At the global level, the coder schedules each of these locally shared and streamed subsystems according to their latency. The unit of scheduling is a clock-rate pipelined region that has been automatically identified by the coder. For each such region, a simple counter block is used as a sequencer for the scheduling logic. The counter counts from zero to (clock-rate budget - 1), where the budget is defined as the ratio of the shared resource sample rate to the FPGA clock rate. In this example, the budget is 30 because we set Oversampling = 30. The code generator assigns a time interval within which each streamed and shared subsystem executes: specifically, the subsystem itself is encapsulated within an enabled subsystem so that it is only active during that time interval. The counter or sequencer value specifies the current time step, and logic that computes the time interval drives the enable inputs to these subsystems.

For each subsystem that specifies resource sharing or streaming, a single-rate resource-shared architecture implements the time division multiplexing. For example, see 'gm_hdlcoder_singlerate_sharing_vnl/Subsystem/share'. If SharingFactor = N, it takes (N-1) cycles to execute the shared architecture per cycle of the original computation.

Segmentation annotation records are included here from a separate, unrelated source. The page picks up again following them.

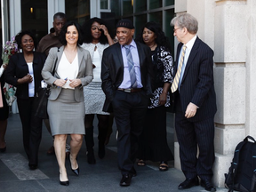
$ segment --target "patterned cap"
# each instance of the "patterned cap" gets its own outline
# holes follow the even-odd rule
[[[117,22],[116,28],[127,28],[132,29],[134,28],[134,26],[132,20],[127,20],[127,19],[123,19]]]

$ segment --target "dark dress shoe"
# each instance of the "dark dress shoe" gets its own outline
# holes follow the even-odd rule
[[[47,155],[54,155],[55,154],[55,150],[54,150],[54,147],[52,146],[48,151],[47,151]]]
[[[64,186],[68,186],[69,185],[69,180],[65,180],[65,181],[61,181],[60,180],[60,172],[59,172],[59,174],[60,174],[59,175],[60,176],[60,179],[59,179],[60,180],[60,185],[64,185]]]
[[[136,172],[136,170],[134,169],[134,167],[132,167],[132,172],[130,172],[130,175],[131,175],[132,177],[136,177],[136,176],[137,176],[137,172]]]
[[[96,159],[94,157],[93,150],[90,151],[90,152],[87,151],[87,162],[90,164],[96,164]]]
[[[201,180],[201,186],[207,191],[216,191],[210,180]]]
[[[68,186],[69,185],[69,180],[66,180],[66,181],[60,181],[60,185],[64,185],[64,186]]]
[[[79,175],[79,167],[77,168],[77,169],[76,169],[76,170],[73,170],[72,168],[71,168],[71,170],[72,170],[72,172],[76,174],[76,175]]]
[[[99,142],[98,156],[100,159],[104,158],[104,156],[105,156],[105,145],[104,145],[104,142]]]
[[[28,166],[29,166],[29,169],[30,169],[30,170],[36,170],[36,169],[37,169],[37,165],[36,165],[36,164],[28,164]]]
[[[198,178],[188,178],[186,180],[184,180],[182,183],[180,183],[178,187],[179,189],[187,189],[190,188],[194,186],[198,186],[199,180]]]
[[[0,152],[1,152],[1,153],[4,153],[5,150],[6,150],[6,146],[5,146],[5,148],[0,148]]]
[[[124,174],[120,181],[120,186],[127,187],[131,185],[132,176],[130,174]]]

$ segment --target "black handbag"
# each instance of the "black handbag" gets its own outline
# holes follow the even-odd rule
[[[35,116],[47,119],[49,118],[47,113],[47,103],[48,103],[48,97],[50,95],[50,85],[47,85],[46,88],[39,87],[35,98],[35,103],[37,106]]]
[[[58,49],[59,51],[59,49]],[[52,75],[54,76],[55,73],[55,67],[57,63],[57,60],[55,60],[53,70],[52,71]],[[51,86],[48,84],[47,87],[42,88],[39,87],[36,97],[35,97],[35,104],[36,104],[36,114],[35,116],[42,118],[42,119],[48,119],[48,113],[47,113],[47,103],[48,103],[48,97],[50,95]]]

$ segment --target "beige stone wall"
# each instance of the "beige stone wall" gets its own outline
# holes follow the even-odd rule
[[[187,9],[187,10],[186,10]],[[224,186],[236,146],[256,138],[256,1],[176,0],[175,12],[187,12],[199,23],[198,36],[214,50],[215,116],[213,182]],[[175,167],[180,169],[179,144]]]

set_param('gm_hdlcoder_singlerate_sharing_vnl', 'SimulationCommand', 'update');

Notice that 'gm_hdlcoder_singlerate_sharing_vnl/Subsystem/share' is assigned the time interval [2, 3]. This is because the sum-of-elements block, 'hdlcoder_singlerate_sharing/Subsystem/Sum_piped', with OutputPipeline = 2, is on the path between the DUT inputs and the inputs to this subsystem. The shared subsystem starts execution in time step 2, and, since SharingFactor=3, takes (3-1 = 2) cycles to complete. The enable input to 'gm_hdlcoder_singlerate_sharing_vnl/Subsystem/share/crp_temp_shared' is asserted only when the global counter is greater than or equal to 2 or lesser than or equal to 3.

In addition to streamed and shared subsystems, the code generator also schedules any blocks or subsystems containing state or implement multi-cycle operations. For example, the design uses a multiply-accumulate block, which computes the dot-product on two 4-element vectors (see 'gm_hdlcoder_singlerate_sharing_vnl/Subsystem/crp_temp_MAC'). This takes 4 cycles to execute and is scheduled in the time interval [4, 7]. This is because there are two streaming regions on the path from the inputs to this multiply-accumulate block. The first streaming region, 'gm_hdlcoder_singlerate_sharing_vnl/Subsystem/stream1' is scheduled in time interval [0, 1] due to a streaming factor of 2 and the second streaming region, 'gm_hdlcoder_singlerate_sharing_vnl/Subsystem/stream2', is scheduled in time interval [1, 4] due to a streaming factor of 4.

The generated validation model has non-trivial changes but precisely captures the essence of the single-rate sharing architecture that has been synthesized. This model also compares the numerics of this synthesized architecture with the original model modulo added latency. For more details, see the example describing how the validation model works. Running the validation model, by pressing the play button, will compare the numerics between the synthesized and the original model in each time steps and will throw an assertion on mismatches.